Officially, Washington says it sees no contradiction between the ideals. But experts say the US administration faces problems in this key region in the war on terror, right on the border of Afghanistan.

"The United States is losing ground," said Martha Brill Olcott, an expert on Central Asia at the Carnegie Endowment for International Peace.

Uzbekistan's President Islam Karimov has been widely criticised for human rights violations in the country he rules. Brill said that Karimov now appears to be turning his foreign policy toward Russia and China, which are less demanding in human rights standards.

Washington has failed to secure a commitment from Karimov to carry out an inquiry into the bloody repression of demonstrations at the southern town of Andijan -- that left 113 dead according to the government and several hundred according to non-government groups.

The Uzbek government has reduced the number of US flights allowed to land at the Karshi Khanabad base in southern Uzbekistan and has threatened to close the US facility altogether.

The State Department is putting a brave face on the dilemma. "We don't see pushing for democracy and being able to have relations with them on security issues as incompatible," said a department official speaking on condition of anonymity.

The United States has had another base at the airport in the Kyrgyzstan capital, Bishkek, since 2001. There the country's new democratically elected president, Kurmanbek Bakiyev, is considering closing the base.

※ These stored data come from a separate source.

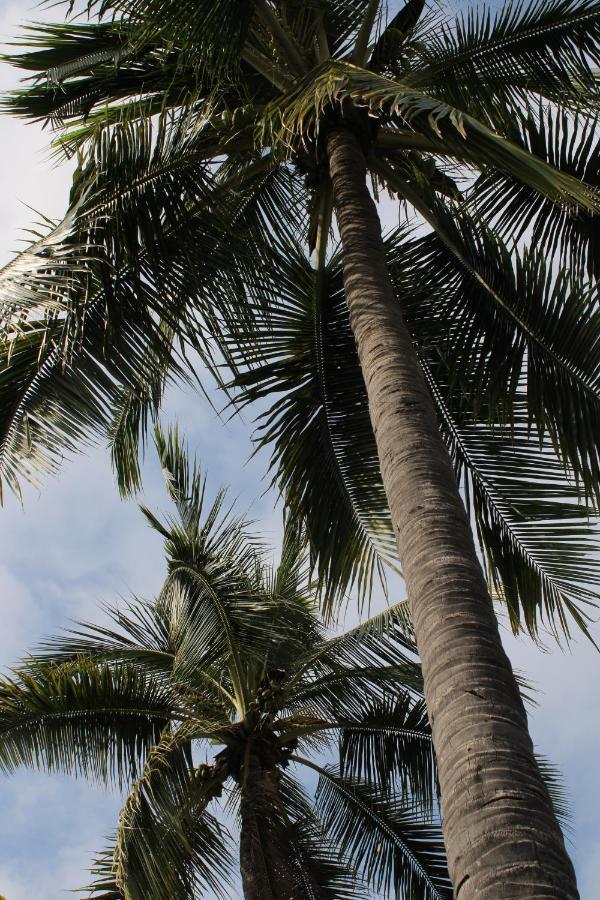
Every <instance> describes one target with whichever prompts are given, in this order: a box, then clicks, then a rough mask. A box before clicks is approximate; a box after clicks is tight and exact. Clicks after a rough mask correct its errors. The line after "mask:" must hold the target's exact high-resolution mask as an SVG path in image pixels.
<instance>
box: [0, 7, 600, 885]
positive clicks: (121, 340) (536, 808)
mask: <svg viewBox="0 0 600 900" xmlns="http://www.w3.org/2000/svg"><path fill="white" fill-rule="evenodd" d="M90 6H91V7H93V8H97V9H98V11H99V12H100V15H101V17H103V18H101V20H100V21H99V22H92V23H89V24H86V25H80V24H73V23H70V24H66V25H56V26H45V27H39V26H38V27H36V28H34V29H32V30H30V32H29V33H28V34H27V35H26V38H25V42H26V43H27V44H28V45H29V49H28V51H27V52H25V53H22V54H20V55H18V56H16V57H14V61H15V62H16V63H17V64H18V65H20V66H21V67H22V68H24V69H25V70H28V71H30V72H32V73H34V74H33V76H32V77H33V81H32V84H31V85H30V86H29V87H27V88H25V89H24V90H22V91H20V92H17V93H16V94H15V95H13V96H12V97H11V98H8V100H7V104H8V106H9V107H10V108H11V109H12V110H13V111H16V112H18V113H20V114H23V115H26V116H29V117H34V118H36V119H38V120H40V119H42V120H47V121H49V122H50V123H52V124H54V125H56V126H58V128H59V137H58V139H57V152H65V153H67V154H68V153H75V152H76V153H78V154H79V155H80V165H79V167H78V169H77V173H76V176H75V180H74V185H73V191H72V196H71V205H70V209H69V212H68V214H67V216H66V218H65V219H64V220H63V221H62V222H61V223H59V224H58V225H55V226H54V227H52V228H50V229H47V230H46V233H45V234H42V235H41V236H40V238H39V240H38V241H37V242H36V243H35V244H33V245H32V247H31V248H30V249H29V250H28V251H26V252H25V253H24V254H23V255H21V256H20V257H18V258H17V259H16V260H15V261H14V262H13V263H11V264H10V266H9V267H7V268H6V269H5V270H4V272H3V275H2V278H1V279H0V290H1V291H2V298H3V302H4V309H5V318H6V328H5V332H4V335H5V337H4V343H3V348H4V349H3V353H4V355H5V362H6V365H5V367H4V368H3V369H2V371H1V373H0V410H1V413H0V416H1V429H2V437H1V439H0V440H1V443H0V467H1V469H2V471H3V473H4V477H5V479H6V480H7V481H8V483H9V484H12V485H13V486H14V487H17V485H18V482H19V480H20V479H21V478H22V477H25V478H33V477H34V476H35V472H36V470H40V469H41V470H47V469H53V468H54V467H55V466H56V465H57V464H58V462H59V461H60V459H61V458H62V455H63V452H64V450H65V449H67V450H69V449H72V448H73V447H74V446H75V445H76V444H77V442H78V441H79V440H80V439H81V438H82V437H85V436H89V435H91V434H93V432H94V431H96V432H98V431H99V432H101V433H106V432H107V431H108V434H109V436H110V440H111V447H112V452H113V457H114V459H115V462H116V463H117V470H118V474H119V481H120V485H121V488H122V489H123V490H128V489H131V488H135V487H136V486H137V485H138V484H139V468H138V464H137V448H138V444H139V439H140V435H141V434H143V432H144V429H145V427H146V424H147V420H148V418H149V417H150V416H151V415H153V414H155V413H156V410H157V408H158V405H159V403H160V398H161V396H162V393H163V390H164V386H165V383H166V382H167V380H168V378H169V377H170V376H172V375H173V374H176V375H178V374H181V373H183V372H187V371H189V367H188V366H187V365H186V362H188V360H186V359H185V352H186V348H188V349H189V348H190V347H192V348H193V350H195V351H196V353H199V354H200V356H201V358H202V360H203V361H204V362H205V363H206V364H208V365H209V366H211V367H212V368H213V370H215V369H216V370H217V371H219V365H220V363H221V362H223V360H224V362H225V363H226V364H229V365H230V366H231V367H232V368H233V370H234V372H235V373H236V383H237V385H238V386H241V388H242V390H243V391H244V392H245V393H244V394H243V397H242V399H249V398H251V397H254V396H259V395H264V394H265V393H266V392H269V393H272V392H275V394H276V400H275V406H274V408H273V410H272V412H271V414H270V417H268V418H267V421H266V428H265V432H264V439H265V440H267V441H271V440H273V441H274V442H275V465H276V468H277V476H278V478H279V481H280V484H281V485H282V487H283V489H284V494H285V498H286V502H287V504H288V506H289V508H290V511H291V513H292V514H294V515H296V516H297V517H299V518H301V519H304V520H306V521H307V523H308V532H309V537H310V539H311V543H312V549H313V553H314V557H315V563H316V565H317V567H318V570H319V572H320V574H321V575H322V577H323V580H324V581H326V582H327V585H328V588H329V590H330V593H331V592H332V591H333V593H336V594H337V595H338V596H339V595H340V594H343V592H344V591H345V589H346V587H347V586H348V585H349V584H351V583H358V584H359V586H360V587H361V588H368V585H369V583H370V581H371V577H372V574H373V570H374V568H376V567H377V566H378V565H380V564H381V565H382V564H383V563H382V560H385V559H387V558H389V557H390V556H391V555H393V549H392V545H393V542H394V541H397V544H398V550H399V557H400V562H401V565H402V572H403V575H404V578H405V580H406V584H407V589H408V595H409V598H410V602H411V610H412V616H413V620H414V626H415V632H416V637H417V642H418V645H419V649H420V652H421V657H422V664H423V672H424V679H425V696H426V698H427V705H428V710H429V714H430V719H431V721H432V724H433V738H434V743H435V746H436V748H437V751H438V762H439V777H440V784H441V794H442V806H443V812H444V833H445V838H446V844H447V850H448V858H449V867H450V872H451V875H452V879H453V883H454V885H455V891H456V893H457V894H460V896H461V897H471V896H481V897H494V898H497V897H499V896H502V895H505V896H514V895H515V894H518V895H519V896H523V897H527V896H539V895H540V894H543V895H544V896H548V897H561V898H564V897H575V896H577V889H576V885H575V878H574V874H573V871H572V867H571V865H570V862H569V860H568V858H567V856H566V853H565V850H564V844H563V840H562V836H561V834H560V830H559V828H558V826H557V823H556V821H555V818H554V815H553V812H552V807H551V803H550V800H549V797H548V793H547V791H546V790H545V788H544V786H543V783H542V780H541V778H540V773H539V771H538V768H537V767H536V764H535V760H534V757H533V752H532V746H531V740H530V738H529V735H528V731H527V722H526V715H525V712H524V709H523V705H522V702H521V699H520V696H519V692H518V687H517V684H516V681H515V679H514V676H513V673H512V671H511V667H510V663H509V661H508V659H507V657H506V655H505V654H504V652H503V649H502V645H501V642H500V638H499V633H498V627H497V622H496V618H495V615H494V611H493V608H492V604H491V599H490V591H489V588H488V584H487V582H486V579H485V577H484V573H483V572H482V567H481V564H480V561H479V559H478V555H477V552H476V547H475V543H474V540H473V534H472V528H471V522H470V517H469V515H467V514H466V513H465V507H464V505H463V501H462V500H461V496H460V493H459V488H458V485H457V475H458V477H459V479H460V480H461V481H462V485H463V487H464V488H465V492H464V493H465V499H466V501H467V504H468V506H469V513H470V515H471V516H472V517H473V518H474V520H475V522H476V530H477V534H478V539H479V542H480V544H481V548H482V550H483V551H484V554H485V560H486V565H487V567H488V570H489V574H490V576H491V578H490V580H491V583H492V585H493V587H494V588H495V589H496V590H497V591H499V592H500V593H501V594H502V595H503V596H504V598H505V599H506V600H507V602H508V605H509V609H510V612H511V617H512V620H513V624H514V625H515V627H518V626H519V625H520V624H521V623H524V624H525V626H526V627H528V628H529V629H530V630H532V631H534V632H535V630H536V628H537V626H538V622H539V620H540V619H541V618H544V616H545V617H546V619H549V620H550V622H551V623H554V624H556V626H557V628H558V629H560V628H563V629H568V622H569V618H570V617H574V618H575V620H576V621H577V622H578V623H579V624H580V625H582V626H584V627H585V621H586V620H585V610H586V605H587V604H589V603H591V602H594V600H595V592H594V591H593V590H592V588H591V587H590V583H592V582H593V569H592V566H591V564H590V563H588V562H587V561H586V559H585V557H584V556H583V551H584V550H585V549H586V542H589V529H588V526H587V517H588V515H589V510H588V509H586V508H585V502H587V503H589V504H590V508H591V505H592V504H595V503H597V502H598V483H599V481H598V474H599V472H600V465H599V453H598V428H597V424H596V423H597V420H598V412H599V387H598V385H599V381H598V378H599V370H598V358H599V357H598V345H599V341H600V324H599V323H600V319H599V317H598V307H597V295H596V288H595V281H596V280H597V275H598V262H597V259H598V258H597V254H595V250H596V247H597V238H596V237H595V235H596V234H597V227H596V225H597V223H596V222H595V220H594V215H593V214H594V213H595V211H596V210H597V207H598V193H597V189H596V185H597V159H598V155H597V149H596V118H595V115H596V109H597V102H598V89H597V75H596V73H595V70H594V68H593V61H594V58H595V57H596V55H597V51H598V43H599V38H600V3H599V2H598V0H543V2H542V0H530V2H528V3H516V2H515V3H511V2H509V3H506V4H505V6H504V8H503V9H502V10H501V11H500V12H499V13H497V14H491V13H487V12H486V11H481V12H479V13H474V14H472V15H470V16H468V17H467V18H459V19H458V20H457V23H456V25H455V26H454V27H450V26H449V25H448V24H447V23H446V22H445V21H444V20H443V19H442V18H440V16H439V15H438V14H436V13H435V11H434V12H431V11H428V10H427V9H426V4H425V3H424V2H423V0H411V2H409V3H407V4H405V5H404V6H403V7H402V9H401V10H400V11H399V13H398V14H397V15H396V16H395V17H394V18H393V19H392V20H391V21H390V22H389V23H388V24H387V27H384V24H385V23H383V16H382V7H383V4H381V3H380V2H378V0H327V2H325V0H314V2H310V3H298V2H294V0H287V2H284V0H281V2H271V0H254V2H248V3H247V4H244V6H243V9H242V11H241V12H240V7H239V4H238V3H237V2H234V0H217V2H208V0H201V2H194V3H190V2H188V3H182V2H177V3H175V2H172V0H114V2H113V0H105V2H102V3H101V4H99V5H98V6H97V7H96V4H90ZM113 13H115V14H116V16H117V18H116V19H113V18H111V15H112V14H113ZM40 73H41V74H40ZM367 174H370V176H371V179H372V181H373V186H374V189H375V190H377V191H379V190H381V189H382V187H385V188H386V189H387V190H389V191H390V192H391V193H392V195H393V196H394V197H398V198H400V200H401V203H402V204H403V205H404V206H405V207H406V208H407V209H410V210H412V211H414V212H415V213H416V214H418V216H420V217H421V219H422V220H424V222H425V223H426V224H427V226H428V228H429V233H428V234H427V235H426V236H425V237H422V238H420V237H417V236H415V235H414V234H413V235H412V236H407V235H406V234H403V235H396V236H395V239H394V240H393V241H391V242H390V243H389V244H388V247H387V251H388V253H387V257H386V245H385V244H384V242H383V239H382V234H381V226H380V222H379V218H378V214H377V209H376V207H375V205H374V203H373V200H372V198H371V195H370V192H369V190H368V185H367ZM461 179H462V180H461ZM586 181H587V182H588V183H586ZM333 210H335V214H336V217H337V224H338V229H339V235H340V237H341V257H339V258H338V260H337V269H336V267H335V265H333V263H332V258H331V255H330V254H329V252H328V247H329V242H330V239H331V237H332V228H331V222H332V212H333ZM527 228H531V230H532V232H533V236H534V240H535V244H536V246H535V249H534V250H523V247H522V245H523V241H524V240H525V239H526V237H527V235H526V234H525V231H526V229H527ZM298 244H300V248H299V247H298ZM307 249H309V250H310V251H313V250H314V254H315V268H314V271H312V270H310V269H309V267H308V265H307V262H306V250H307ZM552 254H553V255H554V258H555V261H556V267H555V266H554V264H552V263H550V262H549V256H550V255H552ZM334 261H335V258H334ZM340 265H341V267H342V271H343V280H344V298H345V300H344V303H342V302H341V301H340V296H341V294H340V280H339V279H340V275H339V272H340ZM336 272H337V274H335V273H336ZM390 276H392V277H390ZM588 276H591V278H592V283H591V285H588V284H587V283H586V278H587V277H588ZM257 323H258V324H257ZM288 326H292V327H293V329H296V331H295V332H294V333H292V331H290V328H289V327H288ZM269 330H273V331H274V337H275V339H272V338H271V336H270V334H267V335H266V332H268V331H269ZM265 335H266V340H265ZM215 346H216V348H217V351H215ZM355 348H356V349H355ZM215 354H216V356H215ZM195 359H196V358H195V357H194V359H192V360H191V362H192V367H193V363H194V360H195ZM249 373H254V374H249ZM345 376H348V377H349V379H350V380H349V381H345V380H344V378H345ZM348 385H352V391H349V390H348ZM282 386H283V387H284V388H285V389H286V390H287V394H286V395H285V396H284V397H283V398H282V397H281V396H277V392H278V391H280V389H281V388H282ZM307 411H312V413H314V414H313V415H312V417H305V416H304V415H303V413H306V412H307ZM290 438H292V440H290ZM294 438H299V439H298V440H294ZM311 441H312V444H311ZM311 448H313V449H314V448H316V449H317V450H318V451H319V452H312V451H311ZM324 472H326V473H327V475H328V476H330V477H327V478H324V477H323V473H324ZM308 476H310V477H308ZM579 495H581V497H583V500H584V501H585V502H582V503H580V502H579V499H578V497H579Z"/></svg>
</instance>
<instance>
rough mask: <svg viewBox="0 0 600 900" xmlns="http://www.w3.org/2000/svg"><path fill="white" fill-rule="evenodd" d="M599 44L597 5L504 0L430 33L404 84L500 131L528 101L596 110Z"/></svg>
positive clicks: (415, 48)
mask: <svg viewBox="0 0 600 900" xmlns="http://www.w3.org/2000/svg"><path fill="white" fill-rule="evenodd" d="M599 46H600V4H599V3H598V0H509V2H506V3H504V4H502V6H501V8H499V9H497V10H496V11H494V10H492V9H491V8H490V7H489V6H480V7H477V8H473V9H469V10H468V11H467V12H466V13H461V14H460V15H459V16H458V18H457V19H456V22H454V23H452V24H448V23H446V22H443V23H440V24H439V25H438V27H437V28H432V29H431V30H430V31H429V33H428V34H427V36H426V39H425V40H423V41H421V42H419V44H418V45H417V46H416V47H415V48H414V56H413V57H412V58H411V64H410V69H409V71H408V73H406V75H405V78H406V82H407V84H409V85H411V84H414V85H415V86H418V87H419V88H422V89H424V90H425V91H427V92H428V93H431V94H433V95H435V96H437V97H439V98H440V99H443V100H444V101H445V102H447V103H450V104H452V105H453V106H456V107H458V108H460V109H464V110H465V111H466V112H472V113H473V114H474V115H476V116H481V115H482V114H483V115H485V114H486V112H487V117H486V119H484V121H486V120H487V121H488V123H490V124H492V127H494V125H495V126H496V127H498V125H500V130H502V127H501V126H502V122H503V121H507V120H508V119H509V115H507V113H509V111H510V110H518V109H519V107H520V106H522V104H523V102H527V99H528V96H529V95H537V96H541V97H545V98H547V99H549V100H552V101H554V102H560V103H563V104H570V105H572V106H574V107H576V108H579V107H580V106H582V105H583V106H586V105H587V106H588V107H591V106H596V105H597V103H598V100H599V99H600V94H599V91H598V88H599V83H598V76H597V72H596V71H595V69H594V59H595V58H597V55H598V48H599Z"/></svg>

At a meeting earlier this month of the Shanghai Cooperation Organisation -- China, Kyrgyzstan, Russia, Tajikistan and Uzbekistan -- Bakiyev signed a declaration asking for a date for the pullout of US troops from his country.

Russia also has a base outside Bishkek and it has announced it would increase troop numbers there from around 300 to more than 600.

General Richard Myers, chairman of the US Joint Chiefs of Staff, on Thursday highlighted the importance of Central Asia to the United States and criticised Russia and China for the Shanghai Cooperation Organisation statement.

"It looks to me like two very large countries were trying to bully some smaller countries. That's how I view it," Myers said.

US officials in Washington and Bishkek say they are confident the US base there will remain open, no matter what Russia does.